Pietro Garibaldi, one of the translators at the European Commission complains to Alan about the task he recently received: translating a girlie magazine for Alan. He warns the new MEP that the translators can't be messed with. After all, they stopped the introduction of a computer translation programme by threatening with a strike.
Alan then gets a visit from Hildegard Kleist, a member of the German Green Party. She urges him to take action in his constituency, Saxony, where a new motorway could either be constructed in an industrial area or it can cut up pristine woods.

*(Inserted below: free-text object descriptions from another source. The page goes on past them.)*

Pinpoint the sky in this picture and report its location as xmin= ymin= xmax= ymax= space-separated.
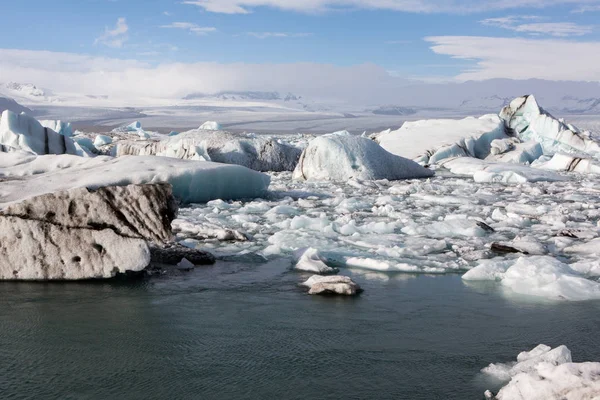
xmin=1 ymin=0 xmax=600 ymax=102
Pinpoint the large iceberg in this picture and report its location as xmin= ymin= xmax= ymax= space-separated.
xmin=116 ymin=130 xmax=302 ymax=172
xmin=293 ymin=135 xmax=434 ymax=181
xmin=0 ymin=153 xmax=271 ymax=205
xmin=0 ymin=183 xmax=176 ymax=280
xmin=374 ymin=115 xmax=507 ymax=164
xmin=482 ymin=345 xmax=600 ymax=400
xmin=0 ymin=111 xmax=85 ymax=156
xmin=500 ymin=95 xmax=600 ymax=157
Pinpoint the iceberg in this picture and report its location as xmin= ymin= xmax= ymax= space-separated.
xmin=440 ymin=158 xmax=565 ymax=183
xmin=463 ymin=256 xmax=600 ymax=301
xmin=116 ymin=130 xmax=302 ymax=172
xmin=93 ymin=134 xmax=113 ymax=147
xmin=0 ymin=111 xmax=85 ymax=156
xmin=500 ymin=95 xmax=600 ymax=157
xmin=294 ymin=248 xmax=339 ymax=274
xmin=536 ymin=153 xmax=600 ymax=174
xmin=199 ymin=121 xmax=222 ymax=131
xmin=374 ymin=115 xmax=507 ymax=164
xmin=0 ymin=183 xmax=176 ymax=280
xmin=300 ymin=275 xmax=362 ymax=296
xmin=40 ymin=120 xmax=73 ymax=137
xmin=0 ymin=153 xmax=271 ymax=205
xmin=293 ymin=135 xmax=434 ymax=181
xmin=482 ymin=345 xmax=600 ymax=400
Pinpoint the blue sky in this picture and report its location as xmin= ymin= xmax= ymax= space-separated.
xmin=1 ymin=0 xmax=600 ymax=101
xmin=3 ymin=0 xmax=600 ymax=79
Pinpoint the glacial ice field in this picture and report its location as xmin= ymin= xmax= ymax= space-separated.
xmin=173 ymin=168 xmax=600 ymax=300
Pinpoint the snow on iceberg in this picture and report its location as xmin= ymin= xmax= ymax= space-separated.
xmin=536 ymin=153 xmax=600 ymax=175
xmin=500 ymin=95 xmax=600 ymax=157
xmin=463 ymin=256 xmax=600 ymax=301
xmin=116 ymin=130 xmax=302 ymax=172
xmin=374 ymin=115 xmax=507 ymax=164
xmin=0 ymin=111 xmax=85 ymax=156
xmin=0 ymin=153 xmax=271 ymax=205
xmin=293 ymin=135 xmax=434 ymax=181
xmin=199 ymin=121 xmax=222 ymax=131
xmin=482 ymin=345 xmax=600 ymax=400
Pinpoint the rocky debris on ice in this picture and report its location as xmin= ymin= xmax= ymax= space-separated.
xmin=374 ymin=115 xmax=507 ymax=164
xmin=294 ymin=248 xmax=339 ymax=274
xmin=39 ymin=120 xmax=73 ymax=137
xmin=293 ymin=135 xmax=434 ymax=181
xmin=0 ymin=183 xmax=176 ymax=280
xmin=115 ymin=130 xmax=302 ymax=172
xmin=199 ymin=121 xmax=222 ymax=131
xmin=490 ymin=237 xmax=548 ymax=256
xmin=500 ymin=95 xmax=600 ymax=156
xmin=463 ymin=256 xmax=600 ymax=301
xmin=0 ymin=111 xmax=86 ymax=156
xmin=440 ymin=157 xmax=565 ymax=183
xmin=482 ymin=344 xmax=600 ymax=400
xmin=300 ymin=275 xmax=362 ymax=296
xmin=0 ymin=152 xmax=271 ymax=205
xmin=149 ymin=243 xmax=215 ymax=266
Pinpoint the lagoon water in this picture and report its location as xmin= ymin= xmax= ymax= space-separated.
xmin=2 ymin=259 xmax=600 ymax=400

Alan takes Piers to lunch, warning him that his activities as a European Commissioner have been underwhelming. Piers should do something noteworthy, like moving all the translators to a new building in ... Saxony. Piers takes Alan's advice ... and gets a strike as a result. Sir Greville is very upset about the labour action and orders Alan to solve it.
Piers organises a trip for the translators to Saxony and finds that the offices meant for the translators haven't been built yet. The translators wind up even more upset. Alan visits the area with Miss Kleist and sees an opportunity to make money.

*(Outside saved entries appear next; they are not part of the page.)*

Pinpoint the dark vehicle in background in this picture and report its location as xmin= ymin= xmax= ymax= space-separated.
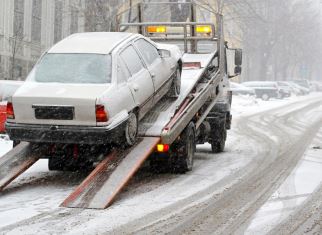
xmin=242 ymin=81 xmax=279 ymax=101
xmin=230 ymin=82 xmax=255 ymax=96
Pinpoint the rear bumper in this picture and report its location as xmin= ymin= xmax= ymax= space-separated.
xmin=5 ymin=120 xmax=127 ymax=145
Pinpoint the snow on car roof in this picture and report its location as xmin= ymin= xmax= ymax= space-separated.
xmin=48 ymin=32 xmax=134 ymax=54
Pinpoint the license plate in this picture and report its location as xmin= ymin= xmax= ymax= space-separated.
xmin=33 ymin=105 xmax=74 ymax=120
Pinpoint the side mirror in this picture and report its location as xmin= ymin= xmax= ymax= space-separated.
xmin=158 ymin=49 xmax=171 ymax=58
xmin=234 ymin=66 xmax=242 ymax=75
xmin=235 ymin=49 xmax=242 ymax=66
xmin=227 ymin=48 xmax=243 ymax=78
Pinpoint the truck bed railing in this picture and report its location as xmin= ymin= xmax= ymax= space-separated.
xmin=119 ymin=21 xmax=217 ymax=53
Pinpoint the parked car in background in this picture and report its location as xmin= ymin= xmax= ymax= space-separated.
xmin=277 ymin=81 xmax=293 ymax=98
xmin=309 ymin=81 xmax=322 ymax=92
xmin=242 ymin=81 xmax=279 ymax=101
xmin=229 ymin=82 xmax=255 ymax=96
xmin=0 ymin=80 xmax=24 ymax=133
xmin=293 ymin=79 xmax=310 ymax=92
xmin=6 ymin=32 xmax=182 ymax=146
xmin=287 ymin=81 xmax=310 ymax=95
xmin=0 ymin=80 xmax=24 ymax=101
xmin=281 ymin=81 xmax=302 ymax=96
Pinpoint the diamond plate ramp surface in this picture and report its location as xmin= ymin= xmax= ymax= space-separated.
xmin=0 ymin=142 xmax=42 ymax=191
xmin=61 ymin=137 xmax=160 ymax=209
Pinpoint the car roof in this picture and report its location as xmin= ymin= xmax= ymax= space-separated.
xmin=48 ymin=32 xmax=134 ymax=54
xmin=242 ymin=81 xmax=277 ymax=86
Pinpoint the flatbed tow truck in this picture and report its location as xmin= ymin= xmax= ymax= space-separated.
xmin=0 ymin=2 xmax=242 ymax=209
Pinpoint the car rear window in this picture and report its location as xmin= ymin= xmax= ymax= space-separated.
xmin=30 ymin=54 xmax=111 ymax=84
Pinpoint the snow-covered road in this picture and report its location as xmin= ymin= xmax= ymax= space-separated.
xmin=0 ymin=94 xmax=322 ymax=234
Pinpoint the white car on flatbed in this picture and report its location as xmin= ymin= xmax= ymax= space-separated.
xmin=6 ymin=32 xmax=182 ymax=146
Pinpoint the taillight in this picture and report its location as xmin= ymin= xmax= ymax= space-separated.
xmin=156 ymin=144 xmax=170 ymax=153
xmin=96 ymin=104 xmax=108 ymax=122
xmin=6 ymin=102 xmax=15 ymax=119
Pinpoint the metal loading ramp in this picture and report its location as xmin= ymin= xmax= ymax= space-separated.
xmin=61 ymin=137 xmax=160 ymax=209
xmin=0 ymin=142 xmax=43 ymax=191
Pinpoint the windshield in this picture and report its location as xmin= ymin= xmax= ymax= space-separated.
xmin=28 ymin=54 xmax=111 ymax=84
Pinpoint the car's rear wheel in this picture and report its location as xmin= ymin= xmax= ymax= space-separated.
xmin=168 ymin=66 xmax=181 ymax=97
xmin=124 ymin=112 xmax=138 ymax=146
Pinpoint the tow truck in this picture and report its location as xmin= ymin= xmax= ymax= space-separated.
xmin=0 ymin=2 xmax=242 ymax=209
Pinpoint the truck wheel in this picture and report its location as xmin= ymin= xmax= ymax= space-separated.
xmin=124 ymin=112 xmax=138 ymax=146
xmin=48 ymin=157 xmax=66 ymax=171
xmin=261 ymin=93 xmax=270 ymax=101
xmin=211 ymin=118 xmax=227 ymax=153
xmin=168 ymin=66 xmax=181 ymax=97
xmin=171 ymin=122 xmax=196 ymax=174
xmin=149 ymin=154 xmax=170 ymax=173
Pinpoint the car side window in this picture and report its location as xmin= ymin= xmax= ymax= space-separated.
xmin=134 ymin=39 xmax=160 ymax=66
xmin=120 ymin=45 xmax=144 ymax=76
xmin=117 ymin=57 xmax=131 ymax=83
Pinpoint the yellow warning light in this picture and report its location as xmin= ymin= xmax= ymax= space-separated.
xmin=196 ymin=25 xmax=212 ymax=34
xmin=156 ymin=144 xmax=170 ymax=153
xmin=146 ymin=26 xmax=167 ymax=33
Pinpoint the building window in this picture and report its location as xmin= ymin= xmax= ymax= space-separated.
xmin=31 ymin=0 xmax=42 ymax=43
xmin=70 ymin=8 xmax=78 ymax=34
xmin=54 ymin=0 xmax=63 ymax=43
xmin=14 ymin=0 xmax=24 ymax=38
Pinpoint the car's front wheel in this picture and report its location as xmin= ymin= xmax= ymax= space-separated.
xmin=124 ymin=112 xmax=138 ymax=146
xmin=168 ymin=66 xmax=181 ymax=97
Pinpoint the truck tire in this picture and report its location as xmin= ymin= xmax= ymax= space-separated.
xmin=149 ymin=154 xmax=170 ymax=173
xmin=48 ymin=157 xmax=66 ymax=171
xmin=167 ymin=66 xmax=181 ymax=97
xmin=171 ymin=122 xmax=196 ymax=174
xmin=211 ymin=117 xmax=227 ymax=153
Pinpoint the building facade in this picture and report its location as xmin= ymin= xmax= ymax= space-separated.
xmin=0 ymin=0 xmax=86 ymax=80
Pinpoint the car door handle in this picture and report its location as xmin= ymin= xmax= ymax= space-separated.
xmin=132 ymin=84 xmax=139 ymax=92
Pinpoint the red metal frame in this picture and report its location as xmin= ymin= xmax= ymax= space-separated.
xmin=0 ymin=103 xmax=7 ymax=133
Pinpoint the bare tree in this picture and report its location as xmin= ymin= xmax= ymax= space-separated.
xmin=10 ymin=19 xmax=25 ymax=80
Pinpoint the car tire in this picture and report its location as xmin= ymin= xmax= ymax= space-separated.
xmin=168 ymin=66 xmax=181 ymax=97
xmin=171 ymin=122 xmax=195 ymax=174
xmin=261 ymin=93 xmax=270 ymax=101
xmin=124 ymin=112 xmax=138 ymax=146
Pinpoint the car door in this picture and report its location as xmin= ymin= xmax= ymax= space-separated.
xmin=119 ymin=44 xmax=154 ymax=119
xmin=134 ymin=39 xmax=173 ymax=105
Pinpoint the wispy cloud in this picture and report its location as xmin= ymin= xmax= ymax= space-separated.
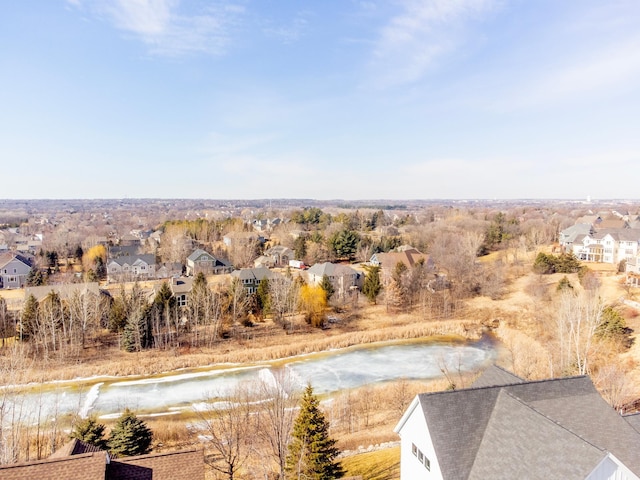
xmin=262 ymin=12 xmax=310 ymax=44
xmin=68 ymin=0 xmax=245 ymax=57
xmin=506 ymin=36 xmax=640 ymax=110
xmin=368 ymin=0 xmax=498 ymax=88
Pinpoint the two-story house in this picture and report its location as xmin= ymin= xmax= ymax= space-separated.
xmin=571 ymin=229 xmax=640 ymax=265
xmin=369 ymin=247 xmax=434 ymax=285
xmin=107 ymin=254 xmax=156 ymax=283
xmin=0 ymin=253 xmax=33 ymax=289
xmin=306 ymin=262 xmax=361 ymax=300
xmin=230 ymin=267 xmax=277 ymax=294
xmin=186 ymin=249 xmax=232 ymax=276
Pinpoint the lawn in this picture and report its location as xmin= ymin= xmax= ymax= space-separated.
xmin=341 ymin=446 xmax=400 ymax=480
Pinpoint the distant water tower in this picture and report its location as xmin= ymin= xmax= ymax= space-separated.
xmin=586 ymin=195 xmax=592 ymax=203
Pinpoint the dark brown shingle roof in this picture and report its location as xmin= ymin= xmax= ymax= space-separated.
xmin=107 ymin=449 xmax=204 ymax=480
xmin=0 ymin=451 xmax=108 ymax=480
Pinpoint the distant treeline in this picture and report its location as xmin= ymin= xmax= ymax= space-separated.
xmin=337 ymin=204 xmax=408 ymax=210
xmin=0 ymin=218 xmax=27 ymax=228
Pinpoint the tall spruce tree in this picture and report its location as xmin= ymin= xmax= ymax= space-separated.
xmin=285 ymin=384 xmax=343 ymax=480
xmin=108 ymin=409 xmax=153 ymax=457
xmin=362 ymin=265 xmax=382 ymax=304
xmin=71 ymin=416 xmax=108 ymax=450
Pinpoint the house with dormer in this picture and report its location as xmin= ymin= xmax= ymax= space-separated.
xmin=571 ymin=229 xmax=640 ymax=265
xmin=107 ymin=254 xmax=156 ymax=283
xmin=395 ymin=365 xmax=640 ymax=480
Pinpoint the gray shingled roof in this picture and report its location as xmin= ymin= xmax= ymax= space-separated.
xmin=469 ymin=390 xmax=607 ymax=480
xmin=414 ymin=374 xmax=640 ymax=479
xmin=187 ymin=248 xmax=213 ymax=262
xmin=307 ymin=262 xmax=357 ymax=278
xmin=625 ymin=413 xmax=640 ymax=434
xmin=25 ymin=282 xmax=101 ymax=303
xmin=230 ymin=267 xmax=276 ymax=281
xmin=108 ymin=254 xmax=155 ymax=266
xmin=471 ymin=364 xmax=524 ymax=388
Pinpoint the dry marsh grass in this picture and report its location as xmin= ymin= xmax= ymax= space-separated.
xmin=1 ymin=304 xmax=484 ymax=385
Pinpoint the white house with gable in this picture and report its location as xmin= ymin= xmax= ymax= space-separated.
xmin=395 ymin=365 xmax=640 ymax=480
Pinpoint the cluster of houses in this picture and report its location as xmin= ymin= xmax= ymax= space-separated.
xmin=558 ymin=212 xmax=640 ymax=285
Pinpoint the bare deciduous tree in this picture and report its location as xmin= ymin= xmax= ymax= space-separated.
xmin=554 ymin=288 xmax=604 ymax=376
xmin=196 ymin=384 xmax=255 ymax=480
xmin=255 ymin=369 xmax=300 ymax=480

Back in Brussels Alan meets Ioannis Douvalopoulos, the man who created Polyglot, the translator programmme. Though Douvalopoulos warns Alan that the programme has teething problems, it gets installed in the European Parliament. The chaos that follows gives Alan a chance to suggest a law making English the official European language. It proves to be a great political success in England, though not anywhere else.
Alan orders Piers to solve the strike. Poor Fletcher Dervish talks to the translators using the Polygot programme, promising them too much. Alan then convinces Piers to choose the green belt alternative for the German motorway. It helps that Alan recently bought land there and stands to earn a lot of money.